He ported Escoba, his hometown’s most beloved card game, to the web in only three days.
    He even built a bot that can beat beginners—follow this guide to see how.
…and he also wrote a bot capable of beating novice players. If that sounds unbelievable, walk through his exact steps with this article.
First came Truco, then Escoba.
Mariano had already built another card game, Truco, with backend logic in Go, which took a few weeks to polish. Last year, while visiting family in Argentina, his nephew begged to play Escoba, which sparked the idea to “clone” the old project and adapt it.
He cloned the repo, broke Escoba’s rules into English, and asked Claude to refactor.

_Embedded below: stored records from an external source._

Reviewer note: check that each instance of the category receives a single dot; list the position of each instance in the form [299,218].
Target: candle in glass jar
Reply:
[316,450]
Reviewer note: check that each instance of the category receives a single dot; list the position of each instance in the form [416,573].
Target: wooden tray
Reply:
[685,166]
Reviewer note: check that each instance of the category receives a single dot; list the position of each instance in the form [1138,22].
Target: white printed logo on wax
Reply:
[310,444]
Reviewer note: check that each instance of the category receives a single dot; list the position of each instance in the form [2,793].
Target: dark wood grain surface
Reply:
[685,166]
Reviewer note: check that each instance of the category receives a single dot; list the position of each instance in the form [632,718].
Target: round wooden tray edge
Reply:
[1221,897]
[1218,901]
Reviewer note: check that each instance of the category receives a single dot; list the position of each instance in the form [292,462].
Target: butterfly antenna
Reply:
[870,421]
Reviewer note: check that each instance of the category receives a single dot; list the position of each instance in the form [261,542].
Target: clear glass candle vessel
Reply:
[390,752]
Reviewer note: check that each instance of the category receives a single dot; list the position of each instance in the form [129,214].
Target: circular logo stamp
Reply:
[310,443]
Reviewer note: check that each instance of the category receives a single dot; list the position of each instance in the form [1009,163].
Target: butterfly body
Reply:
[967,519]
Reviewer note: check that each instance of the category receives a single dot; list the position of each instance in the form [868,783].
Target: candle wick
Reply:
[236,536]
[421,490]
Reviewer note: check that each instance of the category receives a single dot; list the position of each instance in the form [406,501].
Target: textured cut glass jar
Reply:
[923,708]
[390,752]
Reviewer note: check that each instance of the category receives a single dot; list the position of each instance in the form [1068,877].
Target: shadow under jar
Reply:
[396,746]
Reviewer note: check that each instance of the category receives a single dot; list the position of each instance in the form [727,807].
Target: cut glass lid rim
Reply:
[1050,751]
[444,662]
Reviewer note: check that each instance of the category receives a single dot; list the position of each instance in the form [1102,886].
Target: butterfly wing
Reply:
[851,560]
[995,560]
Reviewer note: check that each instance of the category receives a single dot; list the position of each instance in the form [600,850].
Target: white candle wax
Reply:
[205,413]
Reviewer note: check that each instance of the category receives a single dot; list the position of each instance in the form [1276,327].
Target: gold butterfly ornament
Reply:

He copied the repository locally, turned Escoba’s rules into concise English sentences, pasted them into Claude, and added one instruction: “Refactor the original code into an Escoba version.”
He cloned the repo, turned Escoba’s rules into English, and asked Claude to convert the code.
He copied the repository locally, broke Escoba’s rules into clear English sentences, pasted them into Claude, and added one line: “Please convert the original codebase into an Escoba version.”
The real time sink was the frontend—three full days of debugging
Where the time really went: the frontend. The backend came together quickly, but the UI took him a full three days, for two reasons:
- He’d only spent about an hour learning React.
 - The game state was locked inside WebAssembly (WASM), so the frontend could only call black‑box functions and couldn’t modify data directly.
 
To render pages correctly, he kept debugging JavaScript async calls and chasing serialization issues. Whenever the browser went blank, he printed the byte stream line by line until he found the culprit.
If you want to try it yourself: the simplest path
If you want to try it yourself: the simplest route. The steps below avoid jargon so anyone can follow. Mariano has posted a “tic‑tac‑toe” example on GitHub—just fork it as your starting point.
Backend and frontend steps, plus JSON/WASM communication
Backend:
- Create a GameState struct with the initial board state and an empty actions list.
 - Implement CalculatePossibleActions to tell the frontend which squares are currently legal.
 - Implement RunAction to update GameState on a player move and return the new state.
 - Want a bot? Add BotPickAction: input the current position, output the bot’s move.
 - Note: skip real‑time PvP—it needs a realtime server and costs money; single‑player vs bot is simplest.
 
Frontend:
- On page load, request a “new GameState.”
 - Render the board.
 - When the player clicks, allow only legal squares.
 - Send the action to the backend and receive the updated state.
 - If it’s the bot’s turn, trigger BotPickAction immediately and continue the loop.
 
Backend ↔ Frontend via JSON:
WASM doesn’t understand Go structs, so you must serialize to JSON strings. When JS calls trucoRunAction, it converts the string to a Uint8Array and copies it into Go; Go processes it and copies the result back.
Template:
func trucoRunAction(this js.Value, p []js.Value) interface{} {
    jsonBytes := make([]byte, p[0].Length())
    js.CopyBytesToGo(jsonBytes, p[0])
    newBytes := _runAction(jsonBytes) // 你的核心逻辑
    buffer := js.Global().Get("Uint8Array").New(len(newBytes))
    js.CopyBytesToJS(buffer, newBytes)
    return buffer
}Compile to WASMCommonly used commands:
GOARCH=wasm GOOS=js go build -o main.wasm main.goBut the file is too large and loads slowly on phones—switch to TinyGo.
tinygo build -o main.wasm -target wasm main_wasm.go- Remember to create a new main_wasm.go that exposes only trucoNew, trucoRunAction, and trucoBotRunAction, and include the build tag // +build tinygo.
 - Browser scripts for loading WASM: place the compiled main.wasm and Go’s official wasm_exec.js together in public/wasm/. In your HTML head, insert the required script tags.
 - Local debugging needs an HTTP server: GitHub Pages handles this automatically, but locally you’ll need to run:
 
npx http-server ./public -p 8080Open http://localhost:8080 in your browser and you’ll see the game.
Three takeaways: LLMs are capable; roles are shifting; stack is a shortcut.
Three takeaways
- LLMs are already “competent.” If you spell out the rules, they can generate runnable code—sometimes passing tests on the first try.
 - The human‑machine split is changing. Backends are increasingly templated; debugging and interaction design are where most time goes.
 - Go + WASM + React is a shortcut for web mini‑games, but every link in the chain requires understanding data flow so you can pinpoint errors fast.
 
Mariano had just shipped Escoba to the web when his nephew asked:
“Can we play online with friends?”
That’s the next challenge. Mariano just smiled:
“Give me three days.”
If you want to try too, a weekend might do. AI has shortened “build a game” to roughly the time for three cups of coffee.